Noch heute erinnern sich meine damaligen Schulfreunde ebenso mit Humor an meine vermeintliche Attacke, wie an den Umstand, dass ich vom griechischen Mythologie-Unterricht seinerzeit etwa gleich viel verstand, wie eine Kuh vom Liebesleben der Pflastersteine. Jetzt kann ich mich in der Rolle von Kratos selber an den griechischen Göttern für die trostlosen Geschichtsstunden rächen.
Gigantismus pur
Der Abschluss der God of War-Saga beginnt mit Kratos‘ Erstürmung des Olymps, zusammen mit den entfesselten Titanen. Schon der Beginn dieses Abschnitts lässt meine Kinnlade nach unten sausen. Wie atemberaubend gigantisch alles aussieht! Wie diese Kolosse den Berg emporsteigen, dabei Felsen und Steine zerbröseln, und diese daraufhin in die Tiefe donnern!
Während ich in der Rolle des Spartaners die Helfer der Mächtigen des Olymps verprügle, schaukelt, rumpelt und bebt die gesamte Umgebung. Meine Kampfarenen sind Gaias überdimensionale, felsige, baumbewachsene Schultern und Arme. Auf spektakuläre Weise befreie ich sie schliesslich aus den Fängen von Poseidon.
Alles ist perfekt animiert und die Geräuschkulisse verleiht mir das Gefühl, ein nicht enden zu wollender Bergsturz bricht über mich herein.
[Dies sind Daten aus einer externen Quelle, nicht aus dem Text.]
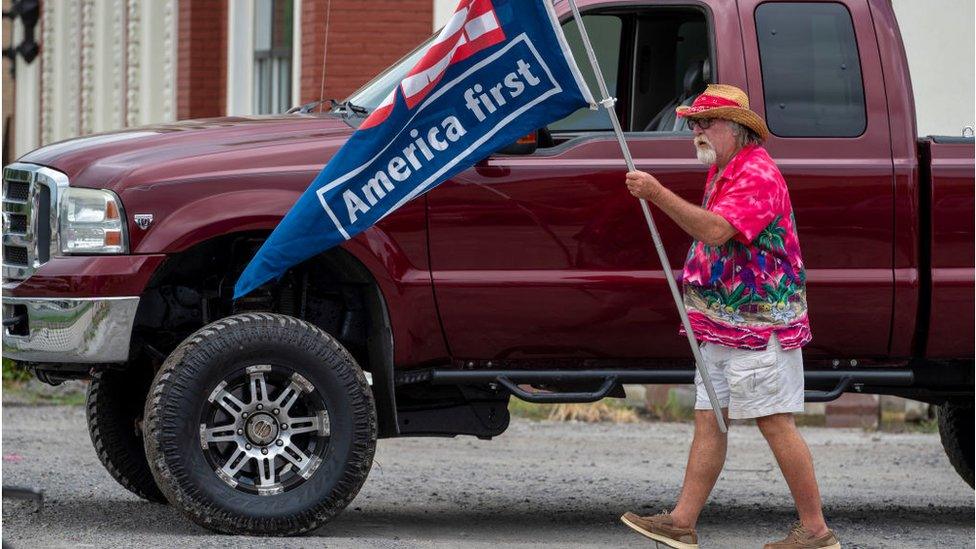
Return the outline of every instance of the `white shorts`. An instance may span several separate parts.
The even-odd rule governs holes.
[[[705,342],[702,359],[719,405],[730,419],[750,419],[803,411],[803,355],[784,351],[775,335],[765,351],[734,349]],[[695,409],[711,410],[701,373],[695,371]]]

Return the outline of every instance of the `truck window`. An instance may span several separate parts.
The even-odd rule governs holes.
[[[705,14],[679,6],[611,9],[585,14],[583,22],[608,91],[617,98],[624,131],[688,131],[674,109],[690,105],[711,82]],[[587,84],[599,95],[575,20],[566,21],[563,31]],[[603,109],[581,109],[549,130],[558,143],[584,132],[610,131],[611,125]]]
[[[437,38],[437,33],[434,33],[430,38],[424,40],[419,46],[413,49],[410,53],[404,55],[399,61],[392,64],[376,75],[372,80],[367,82],[363,87],[359,88],[352,95],[347,98],[347,101],[351,101],[355,105],[365,107],[366,110],[372,111],[383,99],[393,90],[394,87],[400,84],[403,80],[404,75],[407,71],[413,68],[420,61],[420,58],[424,56],[427,52],[427,46],[435,38]],[[362,119],[356,121],[356,124],[361,122]]]
[[[697,9],[649,9],[637,16],[635,28],[630,131],[690,131],[674,110],[691,105],[712,82],[705,15]]]
[[[780,137],[857,137],[867,117],[847,8],[775,2],[756,8],[766,123]]]
[[[617,77],[620,68],[620,35],[623,31],[623,21],[615,15],[584,15],[583,24],[586,25],[586,32],[590,41],[593,42],[593,52],[596,53],[597,62],[603,72],[607,90],[612,97],[616,97]],[[563,25],[563,33],[566,35],[566,42],[569,43],[573,57],[583,73],[586,85],[590,87],[594,97],[598,96],[600,86],[590,68],[590,61],[586,56],[586,50],[583,49],[579,26],[575,19],[570,19]],[[550,131],[608,131],[610,129],[610,116],[602,108],[595,111],[583,108],[549,125]]]

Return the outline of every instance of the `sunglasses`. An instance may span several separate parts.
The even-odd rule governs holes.
[[[714,118],[689,118],[688,129],[691,131],[695,131],[695,128],[701,128],[703,130],[707,130],[708,128],[711,128],[712,124],[714,123],[715,123]]]

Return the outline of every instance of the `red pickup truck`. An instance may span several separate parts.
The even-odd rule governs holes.
[[[808,266],[807,399],[939,404],[972,484],[974,144],[916,136],[890,3],[580,3],[637,167],[686,199],[706,167],[674,107],[707,82],[748,91]],[[691,382],[606,113],[541,128],[231,298],[423,49],[328,113],[128,129],[5,167],[4,356],[51,383],[92,378],[92,441],[126,488],[218,531],[304,532],[355,496],[378,437],[493,437],[511,395]],[[689,237],[658,220],[680,276]]]

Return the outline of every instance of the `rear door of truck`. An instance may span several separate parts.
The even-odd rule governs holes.
[[[790,189],[807,268],[809,358],[882,358],[891,336],[894,180],[867,0],[739,0],[748,93]]]

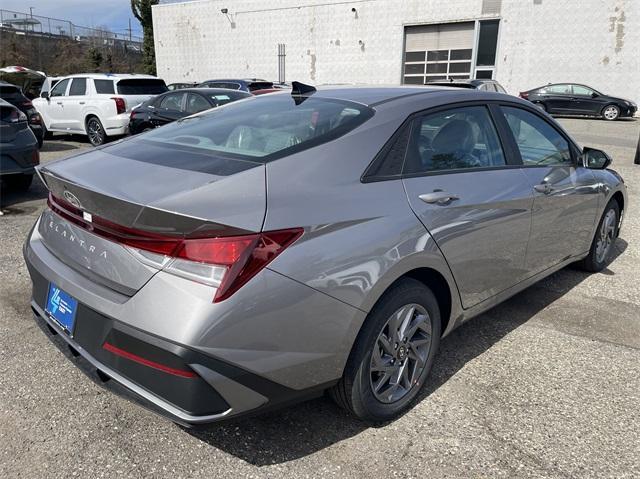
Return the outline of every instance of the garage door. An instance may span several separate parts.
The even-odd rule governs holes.
[[[471,77],[474,22],[405,28],[404,83]]]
Noch nie erfuhr ich griechische Mythologie derart „hautnah“! Im Hintergrund erkenne ich darüber hinaus weitere bergwärts kletternde Titanen. Was für ein beeindruckender Einstieg in dieses actiongeladene Abenteuer!
Prügelnd ans Ziel
Kratos‘ Rachefeldzug gegen die Mächtigen des Olymps ist das leitende Motiv über das gesamte Game hinweg. Mit der Flamme von Olympus will er Zeus und seine Götterhorde ein für allemal vom Thron stürzen. Um an sie zu gelangen, muss er Heerscharen von Gegnern verkloppen und sich in mehreren noch nie gesehenen gewaltigen Bosskämpfen behaupten, die jeweils gleichzeitig in einen Höhepunkt des Geschehens gipfeln.
Wellness für Auge und Ohr
Ja, die Designer der Sony Studios Santa Monica haben ganze Arbeit geleistet: Mit der meisterhaften Beleuchtung, dem intelligenten Einsatz von Licht und Schatten und den Spiegelungen, vermitteln sie dem Spieler gekonnt Stimmungen und Emotionen, welche Kratos‘ unterschiedliche Einsatzorte hervorrufen.
Die farbenprächtige, atmosphärische Odyssee lässt mich öfters innehalten, um zu staunen und zu geniessen. Da sieht man im Hintergrund wütende Tornados oder ein Vulkanausbruch, der eine halbe Stadt in die Luft fliegen lässt. Noch nie ist mir ein derart bildgewaltiges Action-Adventure untergekommen! Die epische Musik und die bombastische Soundkulisse vervollkommnen natürlich das Ganze.
Kein Spiel für Minderjährige und Pazifisten
So opulent die Optik des Games daherkommt, so blutrünstig tritt mancherorts Kratos‘ Rachgier gegen die göttlichen Herrscher in Szene. So wird Helios‘ Rübe amputiert, Hades in Stücke zerlegt, das Auge von Zyklopen „abgepflückt“ und zerfetzt oder dem Götterboten Hermes die magischen Stiefel per Klinge „ausgezogen“. Die Gewalt im Spiel steht keineswegs im Mittelpunkt, aber ein striktes Jugendverbot ist für diese Action sicherlich angebracht, nicht zuletzt auch deshalb, weil das Spiel ausserdem eine Passage bietet, in der Kratos mit der verführerischen Liebesgöttin Aphrodite ein ziemlich knuspriges „Backe-backe-Kuchen“ spielt.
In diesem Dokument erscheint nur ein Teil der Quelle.